Sunday, 20 March 2011

Comics as fine art

I am a comic nut -- nobody knows this about me because I am properly ashamed of the fact. Luckily I seldom get questions about why, as an English major, over half of my bookshelf is filled with graphic novels. I've gone through those days of worshipping those modern myths, the super heroes, and I will be forever grateful to Spider-Man and the Justice League for getting me into drawing comics in the first place (really it was Tintin and Calvin and Hobbes which got me started, but it wasn't until later that I realized it was something I wanted to do for the rest of my life). However with the discovery of the graphic novel, Alan Moore, Frank Miller, and the wild world of Vertigo, my style of drawing and outlook changed very much.
        I hate reading analysis of stuff that's supposed to be fun, so skip this paragraph if you like. But I've struggled wit myself for some time pondering whether comic books can constitute 'fine art'. Whoever says that comics cannot speak poetry, let him read Krazy Kat, Pogo, the later Calvin and Hobbes strips, and graphic novels like Craig Thompson's Blankets. But comics of epic and timeless value, foremost of which are the likes of V for Vendetta, have to be put in perspective before they are labelled, as I did initially, as high art. They will shine through the ages above all other comics, but do they hold a candle to other modern art, like Munch or Mondrian? The effort involved, the creativity required, the origins of the idea and the cultural significance are all there (now I'm thinking specifically of V). To falter at my own hurdle, I have no idea. With more reading I expect I'll succumb to my own bias and decide "of course comics are fine art, you illiterate!" But to be honest, this isn't something that is ever going to effect my immense appreciation and enjoyment of the art form.
For the next week or two I'll begin reviewing my favorite comics and suggest which are surest to suit your pleasure.


  1. One of the greatest things that ever happened in my life occurred in an 8th grade art class. The teacher, Joe "Rock" Edwards started off the class at the beginning of the year by saying, "I want you to to develop your own talents and discover art that you enjoy."

    I sat there for a moment and then worked up the courage to ask, "Is cartooning art?"

    "Sure it is," he replied, "Who says it's not?"

    From that day on, I immersed myself in the work of Charles Schultz (Peanuts),Jeff MacNelly (Shoe, political toons), Berkeley Breathed (Bloom County), Garry Trudeau (Doonesbury), Phil Foglio (Dragon Magazine's "Fun with Phil and Dixie), and countless works from the artists working for Marvel, DC and First comics.

    While I cannot say I've achieved any measurable level of success in my artistic endeavors, I can say that cartooning offers a release for me like no other activity. It's a format that allows for heady subjects to be covered in a form more palatable to the reader. The visuals bring understanding of an artist's viewpoint. The humor, makes us able to laugh at something that would normally outrage.

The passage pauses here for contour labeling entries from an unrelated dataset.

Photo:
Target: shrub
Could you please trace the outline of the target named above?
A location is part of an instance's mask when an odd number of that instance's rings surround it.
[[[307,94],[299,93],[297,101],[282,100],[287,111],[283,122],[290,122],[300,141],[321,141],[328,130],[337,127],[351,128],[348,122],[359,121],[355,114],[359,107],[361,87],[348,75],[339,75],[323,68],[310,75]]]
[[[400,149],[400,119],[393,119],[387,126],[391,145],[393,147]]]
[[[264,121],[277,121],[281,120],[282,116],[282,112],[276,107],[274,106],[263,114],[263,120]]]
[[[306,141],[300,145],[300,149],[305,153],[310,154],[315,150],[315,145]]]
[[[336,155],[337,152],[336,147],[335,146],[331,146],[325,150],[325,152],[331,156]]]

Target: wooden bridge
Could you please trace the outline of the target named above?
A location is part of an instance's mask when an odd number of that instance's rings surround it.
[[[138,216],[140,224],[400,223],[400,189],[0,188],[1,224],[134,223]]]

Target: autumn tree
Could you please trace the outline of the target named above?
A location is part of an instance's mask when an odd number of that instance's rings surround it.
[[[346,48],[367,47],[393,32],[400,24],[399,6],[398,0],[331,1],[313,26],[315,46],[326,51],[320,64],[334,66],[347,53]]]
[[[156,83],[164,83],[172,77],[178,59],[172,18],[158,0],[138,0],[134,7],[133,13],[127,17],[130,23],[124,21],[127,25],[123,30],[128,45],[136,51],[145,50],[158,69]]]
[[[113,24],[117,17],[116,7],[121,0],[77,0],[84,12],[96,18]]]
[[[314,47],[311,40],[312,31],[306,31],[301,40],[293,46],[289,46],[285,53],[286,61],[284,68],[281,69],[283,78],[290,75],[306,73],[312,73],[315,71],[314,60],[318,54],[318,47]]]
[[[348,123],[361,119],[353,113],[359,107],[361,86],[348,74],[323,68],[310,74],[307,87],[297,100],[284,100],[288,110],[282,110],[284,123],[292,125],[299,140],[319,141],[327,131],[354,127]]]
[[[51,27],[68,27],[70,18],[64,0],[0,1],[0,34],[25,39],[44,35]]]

    Comics as "high art"? Who cares if comics are ever granted that artistic status? It's an art form that doesn't need that classification. It's beautiful in its own way, classic because it has broad appeal and wonderful because the rules that govern traditional "high" art do not apply.

    Comics are just wild, fun and wonderful! Enjoy them for what they are, and make no apologies for it!

    And if you're interested, here's my offering on the web: Sorry for the pimping, but I wanted to show you where I'm at with some examples of my own cartooning, and illustrate my points from above!

    Thanks for a great blog post!

  2. Comics are great, no need to be ashamed of that!

  3. Yeah, there are definitely many levels of interpretation regarding the "best" comics. This was definitely an interesting read!

  4. Calvin & Hobbes definitely qualifies as art, in my opinion. I have several of the collections, & like to re-read them every couple of years, & they always make me laugh. I love to give them as gifts too, they're awesome for any occasion. I gave one to a friend after her grandfather passed away, & she was so grateful for the laughs.

  5. Ugh, Blogger didn't post my last comment! Calvin & Hobbes is definitely art. I have a few of the collections, & I like to re-read one or two every few years. They always make me laugh, no matter how familiar the strips are.